5. Fixing things: Manly Men know how to fix things. They can change light bulbs and fiddle with car engines and fix leaky shower heads. This is why women keep men around. A man who can't fix things is not a Manly Man and therefore not useful and therefore, should be gotten rid of. It's quite simple really.

6. Hygiene: Manly Men are not necessarily slobs. They don't sit around, without showering for days on end, burping on beer. They brush their teeth, they use Old Spice and they do shampoo their hair. However, they draw the line at conditioner and flossing.

7. Sport: Manly Men like sports. Once again, I know I am adopting gender stereotypes but please, give me a man who watches football over a man who watches America's Next Top Model any day. The ultimate Manly Man should also be good at sport, should be athletic. There is nothing sexier, in my opinion, then watching a toned and tanned (from being outdoors, not from spray) Manly Man, running around in shorts and kicking footballs into nets. Unless it's a Manly Man in swimming trunks that show off his chiselled torso while his biceps ripple as he ploughs his way through water. Mm.

8. Food: I like to see men eat. Men should eat. It's wrong when a man eats three tomatoes and half a head of lettuce for lunch. What does that say about his libido? I don't mean that men should keep gorging on pizzas and pies until they look like Henry VIII (who, by the way, was more of a Pig than a Manly Man) but it's nice to see a man enjoying a steak and a glass of beer. This also applies to women. Women who live on grapefruit are- but I shall save this rant for another time.


So where have all the Manly Men gone? You never see them anymore. Men are either too busy fussing over their hair products or sleeping and ditching every woman they can get their hands on. It's all very sad. One of my male friends is scared of cockroaches, another has a earring collection and there is of course, the infamous Man Whore Friend who is not Manly, just a whore. 

I really don't understand the current fascination with metrosexual men. I'd hate to be with someone prettier than myself; the damage to my already frail self esteem would be too much for me to cope with.

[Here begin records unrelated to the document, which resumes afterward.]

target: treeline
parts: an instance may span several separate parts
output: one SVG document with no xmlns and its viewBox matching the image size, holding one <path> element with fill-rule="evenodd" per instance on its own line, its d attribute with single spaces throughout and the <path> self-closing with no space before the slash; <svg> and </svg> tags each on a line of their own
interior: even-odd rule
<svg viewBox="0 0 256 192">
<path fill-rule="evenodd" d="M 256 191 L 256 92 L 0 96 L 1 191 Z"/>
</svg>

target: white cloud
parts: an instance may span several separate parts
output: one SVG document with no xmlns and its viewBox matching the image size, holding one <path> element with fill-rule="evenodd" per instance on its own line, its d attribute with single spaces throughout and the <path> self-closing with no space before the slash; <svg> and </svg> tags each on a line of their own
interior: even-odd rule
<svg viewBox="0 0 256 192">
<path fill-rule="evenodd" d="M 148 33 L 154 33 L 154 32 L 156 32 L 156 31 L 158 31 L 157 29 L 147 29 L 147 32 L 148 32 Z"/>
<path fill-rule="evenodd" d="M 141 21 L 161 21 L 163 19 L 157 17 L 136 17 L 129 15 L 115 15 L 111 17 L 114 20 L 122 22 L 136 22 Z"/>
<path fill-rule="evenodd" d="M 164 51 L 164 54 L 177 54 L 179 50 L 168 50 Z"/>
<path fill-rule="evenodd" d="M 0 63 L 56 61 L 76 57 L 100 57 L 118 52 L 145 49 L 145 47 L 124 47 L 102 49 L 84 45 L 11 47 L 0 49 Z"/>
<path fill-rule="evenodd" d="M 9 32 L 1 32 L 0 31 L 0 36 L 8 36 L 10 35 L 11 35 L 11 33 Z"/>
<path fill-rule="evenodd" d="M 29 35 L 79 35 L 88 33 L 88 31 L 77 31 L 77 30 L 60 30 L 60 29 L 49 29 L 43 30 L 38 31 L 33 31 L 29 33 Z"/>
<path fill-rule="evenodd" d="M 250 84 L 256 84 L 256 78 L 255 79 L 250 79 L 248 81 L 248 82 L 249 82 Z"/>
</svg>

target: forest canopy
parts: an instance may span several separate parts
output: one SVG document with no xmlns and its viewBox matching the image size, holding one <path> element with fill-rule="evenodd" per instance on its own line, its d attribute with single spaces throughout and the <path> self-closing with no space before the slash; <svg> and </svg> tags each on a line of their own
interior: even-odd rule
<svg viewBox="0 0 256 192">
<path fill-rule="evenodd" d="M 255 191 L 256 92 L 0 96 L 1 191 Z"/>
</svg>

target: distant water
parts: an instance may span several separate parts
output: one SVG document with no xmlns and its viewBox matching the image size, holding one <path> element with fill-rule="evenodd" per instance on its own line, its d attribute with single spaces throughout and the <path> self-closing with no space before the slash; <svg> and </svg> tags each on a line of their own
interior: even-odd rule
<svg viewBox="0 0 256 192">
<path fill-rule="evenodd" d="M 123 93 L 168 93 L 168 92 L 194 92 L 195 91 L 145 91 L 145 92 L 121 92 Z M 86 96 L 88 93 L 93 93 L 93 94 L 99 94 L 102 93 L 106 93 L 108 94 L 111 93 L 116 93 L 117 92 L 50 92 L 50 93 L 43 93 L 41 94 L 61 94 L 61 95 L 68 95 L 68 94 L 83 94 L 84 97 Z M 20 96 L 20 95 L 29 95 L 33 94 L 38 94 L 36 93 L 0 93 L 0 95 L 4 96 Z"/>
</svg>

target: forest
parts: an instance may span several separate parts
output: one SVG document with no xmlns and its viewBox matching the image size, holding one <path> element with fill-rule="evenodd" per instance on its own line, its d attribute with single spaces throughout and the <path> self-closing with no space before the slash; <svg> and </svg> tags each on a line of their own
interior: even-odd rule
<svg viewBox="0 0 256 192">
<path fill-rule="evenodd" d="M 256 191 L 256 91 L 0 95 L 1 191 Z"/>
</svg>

It's sad because a lot of metrosexual men are actually quite good looking. But if you ask me, David Beckham, the ultimate metrosexual, looks his best when he's sweating on the football pitch, and not when he's wearing a sarong with his braided golden hair being gently ruffled by the wind. That should be left to Rapunzel who was a bloody useless female anyway. 

7 comments:

Shalmi said...

Don't despair. They haven't gone extinct. I'm with one.

Yes, he fulfils all these criteria. And More. Can you see my gleeful smile?

Trish. said...

Hahaha. Oh Shalmi, I never thought I'd hear that coming from you.

Shalmi said...

=)

Me neither.

Weirdo guy said...

heyyyyy.. oyu take that part about rapunzel back



she was HOT ! well atleast in my storybooks ! :P

Prianthi Roy said...

Haven't read anything quite as interesting in a really long time. And I agree okay, I live in a country full of girly men. I miss Manly Men.

rhea said...

I didn't know such things -men- existed.

so many giti and gabriel classes wasted.

trish. said...

I can pretty much sum it up in one word: yuck.

I am, however, prepared to be open minded about rugged Scottish men in kilts.